All Blacks encouraged to socialise but to drink in moderation.

All Blacks management will allow their players to enjoy a drink during the World Cup but, as coach Steve Hansen says, "not too many pints" as they look to avoid a repeat of the episode which threatened to derail their campaign four years ago.

They don't feel comfortable imposing edicts or orders on players.

There is an element of trust that, as adults, the players understand the nature of their jobs and responsibilities to the team and their World Cup mission.

There's an overwhelming size to this tournament and, with it, a ridiculous amount of interest and scrutiny. The intrusion creates tension.


Everywhere the players turn, everything they do - there is someone watching, ready to judge.

Someone could well go off the rails, feel the need to escape or do something rash and misguided.

That happened in 2011. Cory Jane and Israel Dagg, with a keen sense that they had been imprisoned, decided a few days out from the quarter-final would be the perfect time to guzzle the team-issued sleeping pills they had acquired on their travels.

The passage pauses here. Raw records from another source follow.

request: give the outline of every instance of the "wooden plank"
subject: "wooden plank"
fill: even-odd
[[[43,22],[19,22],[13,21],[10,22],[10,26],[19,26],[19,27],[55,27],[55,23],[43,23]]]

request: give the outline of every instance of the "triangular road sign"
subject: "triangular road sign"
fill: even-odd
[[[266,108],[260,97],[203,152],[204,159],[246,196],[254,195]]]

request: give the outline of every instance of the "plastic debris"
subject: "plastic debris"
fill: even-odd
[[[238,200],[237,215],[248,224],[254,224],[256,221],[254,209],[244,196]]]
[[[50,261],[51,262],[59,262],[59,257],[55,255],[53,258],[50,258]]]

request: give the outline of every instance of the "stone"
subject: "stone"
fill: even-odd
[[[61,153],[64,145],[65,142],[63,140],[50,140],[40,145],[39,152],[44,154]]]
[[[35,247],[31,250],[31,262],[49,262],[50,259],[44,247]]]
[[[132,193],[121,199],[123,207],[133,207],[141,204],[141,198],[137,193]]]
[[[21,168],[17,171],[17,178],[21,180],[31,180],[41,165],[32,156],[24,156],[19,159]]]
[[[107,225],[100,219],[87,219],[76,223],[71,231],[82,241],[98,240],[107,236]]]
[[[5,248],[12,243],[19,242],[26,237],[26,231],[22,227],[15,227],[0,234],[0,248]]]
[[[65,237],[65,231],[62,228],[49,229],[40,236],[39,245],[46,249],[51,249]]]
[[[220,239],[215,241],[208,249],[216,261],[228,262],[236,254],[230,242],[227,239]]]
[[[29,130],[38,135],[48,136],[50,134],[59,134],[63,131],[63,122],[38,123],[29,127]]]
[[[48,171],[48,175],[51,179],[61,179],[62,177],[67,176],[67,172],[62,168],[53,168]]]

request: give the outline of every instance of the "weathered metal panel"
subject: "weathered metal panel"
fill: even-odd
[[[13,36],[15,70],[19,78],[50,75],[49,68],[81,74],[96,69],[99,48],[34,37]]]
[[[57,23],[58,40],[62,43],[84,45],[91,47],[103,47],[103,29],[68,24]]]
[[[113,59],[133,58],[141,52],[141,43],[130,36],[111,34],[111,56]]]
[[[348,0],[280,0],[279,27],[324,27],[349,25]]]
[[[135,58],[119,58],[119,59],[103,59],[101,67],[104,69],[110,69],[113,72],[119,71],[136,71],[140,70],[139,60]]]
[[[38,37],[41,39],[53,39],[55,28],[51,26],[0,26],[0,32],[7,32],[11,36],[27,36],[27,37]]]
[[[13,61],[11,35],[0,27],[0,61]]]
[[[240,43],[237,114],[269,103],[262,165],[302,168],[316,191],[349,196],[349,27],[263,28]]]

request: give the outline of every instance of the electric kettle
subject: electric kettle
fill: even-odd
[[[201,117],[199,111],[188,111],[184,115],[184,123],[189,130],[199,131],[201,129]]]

With a few energy drinks to glug them down, the results were predictably catastrophic.

They ended up on the front page of this newspaper on the morning of the quarter-final, their antics relayed in full glory by a host of eye witnesses.

It created one of those fork-in-the-road moments which could potentially have seen the All Blacks unravel in the aftermath.

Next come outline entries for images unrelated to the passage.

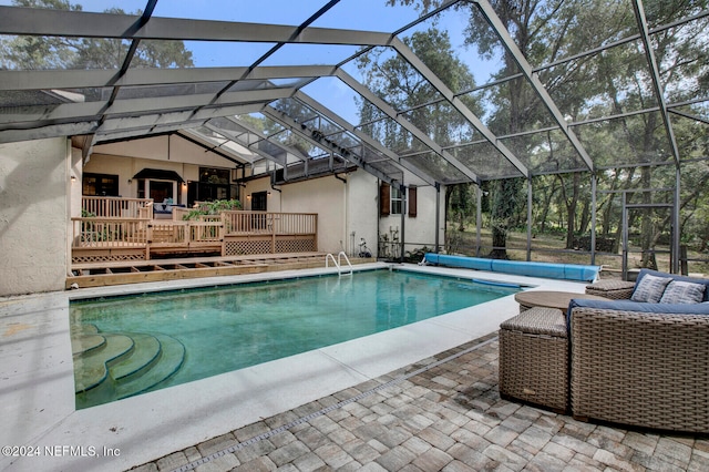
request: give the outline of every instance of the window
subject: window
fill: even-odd
[[[399,187],[391,187],[390,193],[390,205],[391,209],[389,212],[390,215],[401,215],[403,213],[403,208],[407,206],[405,196],[401,194]]]
[[[86,196],[119,196],[119,176],[84,174],[81,193]]]
[[[408,202],[401,188],[382,183],[379,187],[380,215],[401,215],[408,209],[409,216],[415,218],[418,204],[417,187],[409,187],[407,193],[409,194]]]
[[[238,198],[236,185],[229,184],[228,168],[199,167],[199,182],[187,184],[187,205],[195,202]]]
[[[268,194],[266,192],[251,194],[251,209],[254,212],[266,212],[268,209]]]

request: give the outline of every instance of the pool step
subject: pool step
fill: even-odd
[[[160,360],[141,374],[125,378],[116,384],[117,399],[143,393],[177,372],[185,360],[185,347],[177,339],[166,335],[155,335],[161,345]]]
[[[76,408],[142,393],[182,367],[185,347],[167,335],[72,328]]]
[[[93,336],[92,336],[93,337]],[[74,387],[76,392],[96,388],[109,377],[111,363],[116,362],[133,350],[134,342],[129,336],[104,332],[99,347],[74,356]]]

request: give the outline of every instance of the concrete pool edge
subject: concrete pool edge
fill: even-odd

Instead, it brought the strength of the All Blacks' culture to the fore and a sobering - literally - session when Dagg and Jane's peers sought an explanation was enough to stitch the squad back together and see them stay on track.

In stark contrast, England imploded at the same tournament when a night out in Queenstown came to dominate the World Cup.

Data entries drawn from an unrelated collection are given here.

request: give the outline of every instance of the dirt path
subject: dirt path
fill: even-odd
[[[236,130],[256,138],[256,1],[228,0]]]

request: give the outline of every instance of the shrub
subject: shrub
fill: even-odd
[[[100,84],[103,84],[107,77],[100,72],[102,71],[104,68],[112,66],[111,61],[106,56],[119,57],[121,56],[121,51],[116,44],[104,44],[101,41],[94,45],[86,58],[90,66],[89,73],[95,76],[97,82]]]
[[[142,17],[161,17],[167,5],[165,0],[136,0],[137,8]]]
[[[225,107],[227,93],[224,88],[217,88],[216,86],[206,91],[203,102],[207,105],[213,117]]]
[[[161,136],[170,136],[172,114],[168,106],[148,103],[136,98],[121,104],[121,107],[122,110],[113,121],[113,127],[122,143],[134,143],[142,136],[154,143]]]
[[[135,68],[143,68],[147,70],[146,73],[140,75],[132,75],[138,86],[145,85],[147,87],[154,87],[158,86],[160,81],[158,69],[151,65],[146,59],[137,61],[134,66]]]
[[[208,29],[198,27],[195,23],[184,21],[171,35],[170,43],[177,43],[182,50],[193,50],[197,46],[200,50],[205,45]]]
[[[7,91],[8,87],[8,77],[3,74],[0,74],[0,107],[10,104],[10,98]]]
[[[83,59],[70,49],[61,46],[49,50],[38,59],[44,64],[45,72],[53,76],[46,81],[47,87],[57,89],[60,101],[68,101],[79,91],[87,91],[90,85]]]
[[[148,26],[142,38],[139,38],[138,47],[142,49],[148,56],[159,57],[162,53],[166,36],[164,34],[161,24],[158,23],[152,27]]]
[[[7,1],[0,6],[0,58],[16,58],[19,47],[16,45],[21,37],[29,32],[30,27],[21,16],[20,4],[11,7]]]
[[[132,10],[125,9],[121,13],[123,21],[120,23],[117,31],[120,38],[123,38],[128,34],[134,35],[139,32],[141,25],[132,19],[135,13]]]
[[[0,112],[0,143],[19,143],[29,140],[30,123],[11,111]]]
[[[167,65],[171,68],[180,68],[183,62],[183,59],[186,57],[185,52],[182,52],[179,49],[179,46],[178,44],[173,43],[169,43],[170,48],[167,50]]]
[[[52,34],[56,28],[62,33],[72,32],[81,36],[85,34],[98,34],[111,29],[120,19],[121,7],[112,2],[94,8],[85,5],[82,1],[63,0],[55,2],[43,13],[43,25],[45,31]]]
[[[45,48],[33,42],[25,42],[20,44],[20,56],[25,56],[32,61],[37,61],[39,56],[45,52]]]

It involved dwarf tossing, royalty, the hint of betrayal and bona fide lying. It was the stuff of tabloid dreams and England were consumed and paralysed by the scandal.

The pressure, scrutiny and endless cycle of training and playing are, if anything, even worse this time around.

What makes it feel even more claustrophobic is that several of the team bases World Rugby have created are self-contained.

The All Blacks are currently at one of those in Teddington, south-west London - their training field right next to the hotel's dining room.

They can wolf down breakfast, walk out the door and train. That's great in one respect, but leaves the players a little isolated and hemmed in another.

They can't train and be in rugby mode all day, every day and typically the All Blacks spend the week of a test in a city where they can escape the hotel and find some kind of normality.


They are allowed to have a drink during the tournament and management are encouraging the players to be visible in the places where they train and play.

"Not too many pints," said Hansen.

"But they can have one if they want one. Again, it is about connecting with the people. We are in London, which is one of the great cities of the world, and it is about getting out and meeting people. It is encouraged because it gives you a feel for what is going on."

Where the approach this time is different to 2011 is that management are more conscious of the possibility of someone going astray.

A quiet pint can turn into a front page story easily enough and the message around expectations is more forcefully made than it has been in the past.

But team manager Darren Shand says it's not suddenly something they are now doing because of the heightened risks of a World Cup.


"I don't think you have to make the point any more because it is a tournament, I think you have to make the point the whole time," he says.

"I don't think that you make it all the time. It is something that you need to be conscious of. We have players of all different levels of experience. It is a bit like getting the players ready to perform.

"Off the field, we are doing the same thing all the time. The thing we have learned is to keep it at the front of your thinking."